Selasa, 9 Jun 2015
Fenomena Seks Bebas Remaja di Balikpapan
BALIKPAPAN - Angka kehamilan remaja di luar nikah terus meningkat setiap tahunnya. Pihak Pengadilan Agama melansir, ratusan permintaan izin nikah di bawah umur hampir semuanya dalam kondisi sudah hamil. Berawal dari status pacaran hingga berani melakukan seks bebas.
Sejumlah remaja yang telah berhubungan seksual mengaku melakukannya di tempat wisata, indekos, penginapan kelas melati, dan guest house dengan sewa sekitar Rp 100.000 sehari.
De, remaja berusia 16 tahun ini mengaku berhubungan badan dengan kekasihnya sejak tahun lalu. De beralasan dipaksa sang pacar hingga rela menyerahkan kegadisannya.

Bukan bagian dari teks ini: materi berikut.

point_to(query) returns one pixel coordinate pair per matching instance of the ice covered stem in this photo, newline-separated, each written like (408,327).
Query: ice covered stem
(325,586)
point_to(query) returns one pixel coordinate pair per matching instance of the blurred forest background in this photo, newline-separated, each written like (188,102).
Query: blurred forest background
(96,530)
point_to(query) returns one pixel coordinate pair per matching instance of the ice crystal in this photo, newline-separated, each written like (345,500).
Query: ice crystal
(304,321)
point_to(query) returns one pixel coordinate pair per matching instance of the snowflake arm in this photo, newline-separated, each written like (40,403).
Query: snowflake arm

"Saya pacaran sejak tahun lalu. Umurnya (pacar) lebih dewasa dan telah bekerja, dia cinta pertama saya. Awalnya berjalan normal, tetapi selanjutnya pacar saya minta untuk itu (berhubungan badan). Awalnya saya menolak, tapi dia memaksa, jika tidak akan diputuskan. Saya sudah telanjur sayang akhirnya saya mau," kata De dengan wajah malu-malu, saat ditemui di sebuah mal Balikpapan, pekan lalu.
Siswi SMK di Balikpapan ini mengatakan, setelah lulus nanti dijanjikan akan dinikahi.

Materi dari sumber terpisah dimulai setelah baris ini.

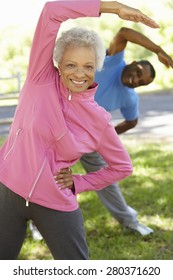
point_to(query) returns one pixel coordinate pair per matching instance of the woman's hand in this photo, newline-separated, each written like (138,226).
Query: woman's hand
(136,15)
(165,58)
(64,178)
(127,13)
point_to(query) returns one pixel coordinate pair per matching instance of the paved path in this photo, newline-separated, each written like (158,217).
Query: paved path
(155,122)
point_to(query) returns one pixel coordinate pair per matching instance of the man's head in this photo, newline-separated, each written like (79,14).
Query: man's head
(138,73)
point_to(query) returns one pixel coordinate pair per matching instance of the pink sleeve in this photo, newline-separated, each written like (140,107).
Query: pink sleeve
(119,165)
(41,68)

"Saya tidak akan melepaskan dia (pacar) soalnya kita hubungannya sudah seperti itu. Pacar saya juga sudah bekerja. Saya sudah minta setelah saya lulus langsung menikahi saya," ujar De.
Alasan berpacaran, kata De, karena tak dapat perhatian orangtua dan sejak kecil dirawat pengasuh.
"Saya sebenarnya orang berada, apa yang saya mau selalu terpenuhi, tetapi orangtua saya terlalu sibuk mengurusi pekerjaan. Untuk berada di rumah sangat jarang, sejak kecil saya diasuh baby sitter hingga akhirnya besar seperti sekarang," ungkapnya.
Setiap pulang ke rumah, kata De, hanya ada pembantu.